Renia poklepała mnie ostrożnie po ramieniu.

– Odpocznij sobie teraz, za chwileczkę zjawi się u ciebie doktor.

Pracuję w szpitalu od wielu lat, więc mam o wiele większą wiedzę niż przeciętny pacjent. Potrafię wyczuć to, o czym nikt nie mówi wprost. Odczytuję to z grymasów twarzy, sposobu patrzenia czy brzmienia głosu.

Zanim doktor zdołał cokolwiek powiedzieć, zadałam mu pytanie o mojego męża. Nie musiał nic mówić. Wszystko wyczytałam z wyrazu jego twarzy, który był aż nazbyt znaczący.

– Przez ponad godzinę walczyliśmy o jego życie. Najpierw w ambulansie, a później tutaj, w szpitalu. Proszę mi wierzyć, próbowaliśmy wszystkiego, co tylko było w naszej mocy. Co do pani obrażeń, to doszło do złamania. Prawdopodobnie przy upadku odruchowo zamortyzowała pani uderzenie ręką. Dodatkowo siniak na skroni po prawej stronie wskazuje na to, że uderzyła się pani w głowę o coś twardego. Proszę przyjąć moje wyrazy głębokiego współczucia.

Cierpienie rozsadzało mnie od środka

Gdy to wszystko mówił, ja z całych sił próbowałam opanować szlochanie. Sama nie wiem dlaczego, ale nie chciałam przy nim płakać. Dopiero gdy opuścił pomieszczenie, po prostu utonęłam we łzach. Opłakiwałam kres mojego świata, koniec szczęścia, zgon mojej duszy.
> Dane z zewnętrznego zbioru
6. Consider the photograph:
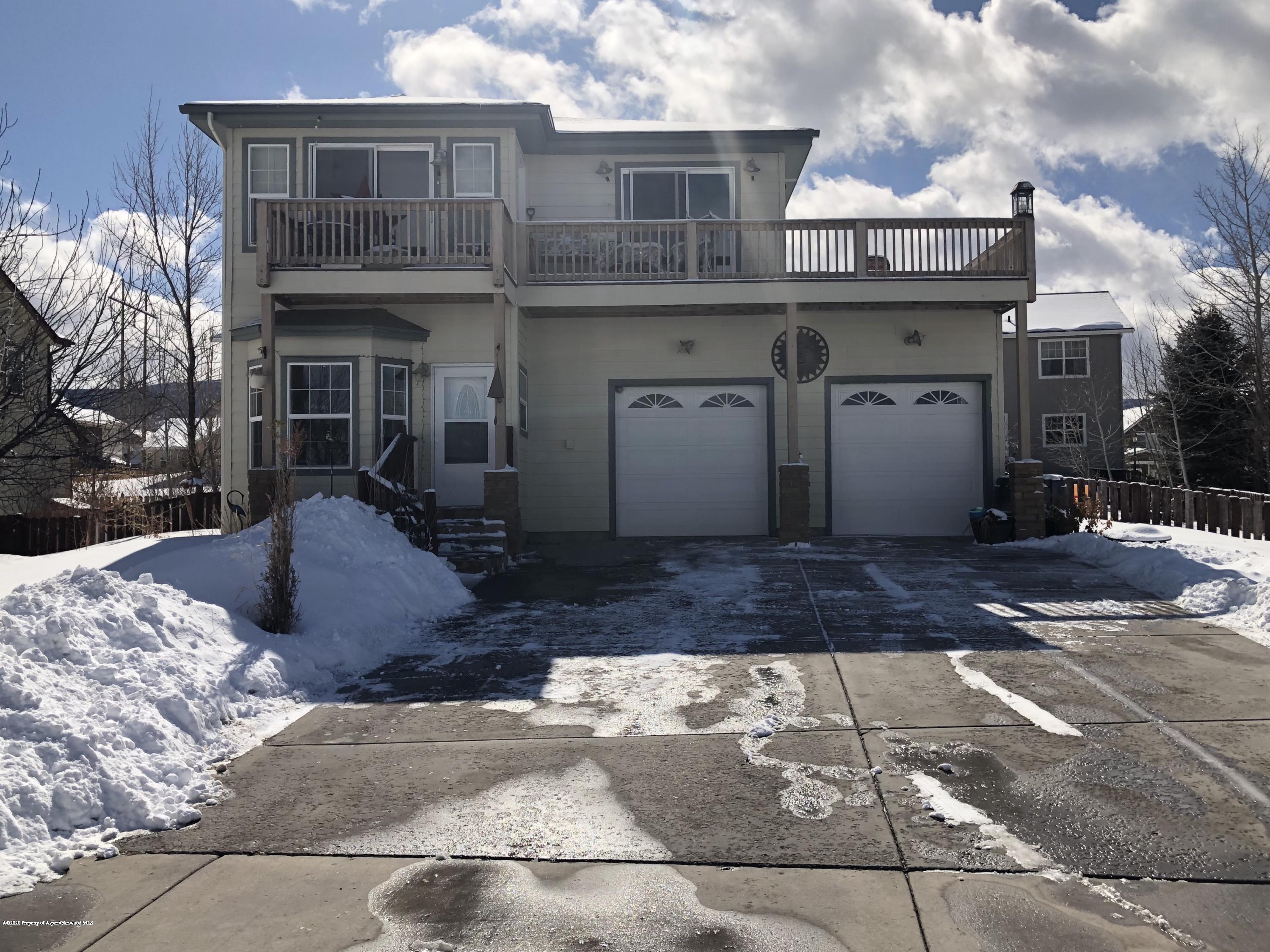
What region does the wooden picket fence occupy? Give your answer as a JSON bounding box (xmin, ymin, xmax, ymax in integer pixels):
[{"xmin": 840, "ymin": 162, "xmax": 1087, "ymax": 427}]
[
  {"xmin": 0, "ymin": 492, "xmax": 221, "ymax": 556},
  {"xmin": 1046, "ymin": 478, "xmax": 1270, "ymax": 538}
]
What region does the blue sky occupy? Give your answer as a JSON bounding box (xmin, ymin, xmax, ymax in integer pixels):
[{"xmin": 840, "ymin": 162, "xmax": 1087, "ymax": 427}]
[{"xmin": 0, "ymin": 0, "xmax": 1270, "ymax": 317}]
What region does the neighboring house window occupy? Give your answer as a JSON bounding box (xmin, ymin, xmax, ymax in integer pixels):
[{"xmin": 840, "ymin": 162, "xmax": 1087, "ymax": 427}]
[
  {"xmin": 1040, "ymin": 414, "xmax": 1085, "ymax": 447},
  {"xmin": 246, "ymin": 386, "xmax": 264, "ymax": 470},
  {"xmin": 380, "ymin": 363, "xmax": 410, "ymax": 452},
  {"xmin": 246, "ymin": 146, "xmax": 291, "ymax": 246},
  {"xmin": 517, "ymin": 364, "xmax": 530, "ymax": 437},
  {"xmin": 1040, "ymin": 338, "xmax": 1090, "ymax": 377},
  {"xmin": 455, "ymin": 142, "xmax": 494, "ymax": 198},
  {"xmin": 287, "ymin": 363, "xmax": 353, "ymax": 467},
  {"xmin": 0, "ymin": 340, "xmax": 27, "ymax": 396}
]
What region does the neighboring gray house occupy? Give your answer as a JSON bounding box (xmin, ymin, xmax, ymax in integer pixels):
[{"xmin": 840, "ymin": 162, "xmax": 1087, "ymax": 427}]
[
  {"xmin": 182, "ymin": 97, "xmax": 1035, "ymax": 535},
  {"xmin": 1002, "ymin": 291, "xmax": 1133, "ymax": 478}
]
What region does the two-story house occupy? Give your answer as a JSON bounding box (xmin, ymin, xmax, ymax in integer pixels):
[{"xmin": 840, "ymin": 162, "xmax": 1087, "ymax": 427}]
[
  {"xmin": 1002, "ymin": 291, "xmax": 1133, "ymax": 478},
  {"xmin": 180, "ymin": 97, "xmax": 1035, "ymax": 537},
  {"xmin": 0, "ymin": 262, "xmax": 80, "ymax": 515}
]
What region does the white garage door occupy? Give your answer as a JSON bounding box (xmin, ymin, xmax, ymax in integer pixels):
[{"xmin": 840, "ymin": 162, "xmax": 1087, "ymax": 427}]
[
  {"xmin": 616, "ymin": 384, "xmax": 767, "ymax": 535},
  {"xmin": 829, "ymin": 381, "xmax": 983, "ymax": 535}
]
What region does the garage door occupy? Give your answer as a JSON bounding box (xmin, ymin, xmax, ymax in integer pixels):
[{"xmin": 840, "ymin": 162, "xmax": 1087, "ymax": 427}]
[
  {"xmin": 829, "ymin": 381, "xmax": 983, "ymax": 535},
  {"xmin": 615, "ymin": 384, "xmax": 767, "ymax": 535}
]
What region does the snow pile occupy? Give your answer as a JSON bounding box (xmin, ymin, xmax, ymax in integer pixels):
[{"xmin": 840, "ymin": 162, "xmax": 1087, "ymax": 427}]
[
  {"xmin": 0, "ymin": 499, "xmax": 471, "ymax": 895},
  {"xmin": 1013, "ymin": 524, "xmax": 1270, "ymax": 646}
]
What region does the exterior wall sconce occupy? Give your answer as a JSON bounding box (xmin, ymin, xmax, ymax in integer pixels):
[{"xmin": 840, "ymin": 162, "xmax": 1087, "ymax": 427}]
[{"xmin": 1010, "ymin": 182, "xmax": 1036, "ymax": 218}]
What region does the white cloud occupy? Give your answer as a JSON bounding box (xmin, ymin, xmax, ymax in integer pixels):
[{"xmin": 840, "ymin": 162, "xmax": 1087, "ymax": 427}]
[
  {"xmin": 385, "ymin": 0, "xmax": 1270, "ymax": 315},
  {"xmin": 291, "ymin": 0, "xmax": 349, "ymax": 13}
]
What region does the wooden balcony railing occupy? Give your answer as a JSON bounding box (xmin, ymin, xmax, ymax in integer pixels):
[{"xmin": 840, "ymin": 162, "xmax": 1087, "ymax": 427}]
[
  {"xmin": 255, "ymin": 198, "xmax": 516, "ymax": 287},
  {"xmin": 525, "ymin": 218, "xmax": 1027, "ymax": 283},
  {"xmin": 257, "ymin": 198, "xmax": 1033, "ymax": 287}
]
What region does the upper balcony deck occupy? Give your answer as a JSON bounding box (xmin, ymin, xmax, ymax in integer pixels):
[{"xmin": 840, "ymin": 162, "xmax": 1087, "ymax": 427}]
[{"xmin": 257, "ymin": 198, "xmax": 1035, "ymax": 306}]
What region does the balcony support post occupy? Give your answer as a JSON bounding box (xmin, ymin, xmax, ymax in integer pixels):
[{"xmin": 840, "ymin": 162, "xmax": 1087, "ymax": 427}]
[
  {"xmin": 853, "ymin": 220, "xmax": 869, "ymax": 278},
  {"xmin": 683, "ymin": 218, "xmax": 701, "ymax": 281},
  {"xmin": 493, "ymin": 290, "xmax": 511, "ymax": 470},
  {"xmin": 257, "ymin": 290, "xmax": 278, "ymax": 470},
  {"xmin": 255, "ymin": 201, "xmax": 269, "ymax": 288},
  {"xmin": 1007, "ymin": 301, "xmax": 1033, "ymax": 460},
  {"xmin": 785, "ymin": 304, "xmax": 799, "ymax": 464}
]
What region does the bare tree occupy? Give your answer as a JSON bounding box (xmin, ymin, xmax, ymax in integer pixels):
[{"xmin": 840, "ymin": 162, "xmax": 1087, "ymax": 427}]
[
  {"xmin": 1180, "ymin": 127, "xmax": 1270, "ymax": 483},
  {"xmin": 113, "ymin": 105, "xmax": 221, "ymax": 481}
]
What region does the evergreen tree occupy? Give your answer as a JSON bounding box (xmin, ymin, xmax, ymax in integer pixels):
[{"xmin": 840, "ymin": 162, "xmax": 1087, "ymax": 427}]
[{"xmin": 1157, "ymin": 305, "xmax": 1262, "ymax": 488}]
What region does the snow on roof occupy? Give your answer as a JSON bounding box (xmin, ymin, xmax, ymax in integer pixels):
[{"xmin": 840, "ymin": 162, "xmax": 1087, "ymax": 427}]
[
  {"xmin": 1001, "ymin": 291, "xmax": 1133, "ymax": 335},
  {"xmin": 1120, "ymin": 405, "xmax": 1149, "ymax": 432},
  {"xmin": 555, "ymin": 117, "xmax": 805, "ymax": 133},
  {"xmin": 185, "ymin": 97, "xmax": 546, "ymax": 110}
]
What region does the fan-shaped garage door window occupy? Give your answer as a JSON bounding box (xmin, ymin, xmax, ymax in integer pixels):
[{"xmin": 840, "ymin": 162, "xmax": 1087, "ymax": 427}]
[
  {"xmin": 913, "ymin": 390, "xmax": 966, "ymax": 405},
  {"xmin": 842, "ymin": 390, "xmax": 899, "ymax": 406},
  {"xmin": 630, "ymin": 394, "xmax": 683, "ymax": 410},
  {"xmin": 701, "ymin": 394, "xmax": 753, "ymax": 406}
]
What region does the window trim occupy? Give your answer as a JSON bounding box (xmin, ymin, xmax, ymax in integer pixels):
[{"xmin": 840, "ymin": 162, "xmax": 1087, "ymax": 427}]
[
  {"xmin": 1040, "ymin": 413, "xmax": 1090, "ymax": 450},
  {"xmin": 450, "ymin": 140, "xmax": 498, "ymax": 198},
  {"xmin": 1036, "ymin": 338, "xmax": 1091, "ymax": 380},
  {"xmin": 617, "ymin": 164, "xmax": 738, "ymax": 221},
  {"xmin": 375, "ymin": 357, "xmax": 414, "ymax": 453},
  {"xmin": 305, "ymin": 140, "xmax": 437, "ymax": 202},
  {"xmin": 243, "ymin": 138, "xmax": 296, "ymax": 251},
  {"xmin": 246, "ymin": 370, "xmax": 264, "ymax": 470},
  {"xmin": 282, "ymin": 356, "xmax": 361, "ymax": 476}
]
– Ala… Alunia… – rozbrzmiewały nieustępliwe głosy koleżanek z oddziału. – Przyleciałyśmy tu, jak tylko dotarła do nas wiadomość. Tak bardzo nam przykro, skarbie.

Dziewczyny otoczyły mnie i po kolei podawały mi chusteczki, bo zdążyłam już zamoczyć łzami poduszkę i kołdrę. Nic nie mówiły. Bo co można powiedzieć w takiej sytuacji? Jak pocieszyć? To niemożliwe.
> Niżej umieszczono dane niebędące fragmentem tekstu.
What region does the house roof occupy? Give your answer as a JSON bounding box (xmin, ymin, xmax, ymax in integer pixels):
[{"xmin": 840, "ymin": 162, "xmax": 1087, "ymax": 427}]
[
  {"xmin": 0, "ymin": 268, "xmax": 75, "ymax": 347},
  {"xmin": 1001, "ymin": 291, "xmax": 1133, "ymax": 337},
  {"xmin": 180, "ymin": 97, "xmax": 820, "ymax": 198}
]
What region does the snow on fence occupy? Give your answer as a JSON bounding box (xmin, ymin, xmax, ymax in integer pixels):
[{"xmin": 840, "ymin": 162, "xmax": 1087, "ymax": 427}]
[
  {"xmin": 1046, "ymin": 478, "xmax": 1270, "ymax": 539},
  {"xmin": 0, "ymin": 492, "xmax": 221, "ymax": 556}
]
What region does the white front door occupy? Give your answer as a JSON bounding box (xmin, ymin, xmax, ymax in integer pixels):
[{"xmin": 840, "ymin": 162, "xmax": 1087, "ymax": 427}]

Krzysia już nie ma, odszedł na zawsze i nigdy do mnie nie wróci. Jeszcze przed chwilą tulił mnie, bym nie zmarzła, chichotał wesoło i zastanawiał się, co zje we Włoszech. Nie parsknę śmiechem, słysząc jego żarty, nie usłyszę jak mówi, że mnie ubóstwia. A to wszystko przeze mnie!

Gdybym go nie wyciągnęła do teatru, tylko zostalibyśmy w domu tak jak chciał, nic by się nie stało. Przecież mogłam ugotować pyszną kolację i otworzyć butelkę wina. Wznieślibyśmy imieninowy toast we własnym salonie. Mogliśmy włączyć sobie romantyczny film w TV. Mogliśmy… Mogliśmy zrobić tyle innych rzeczy, żeby uniknąć tego zdarzenia. Bo to była pechowa historia. Tak usłyszałam od policji.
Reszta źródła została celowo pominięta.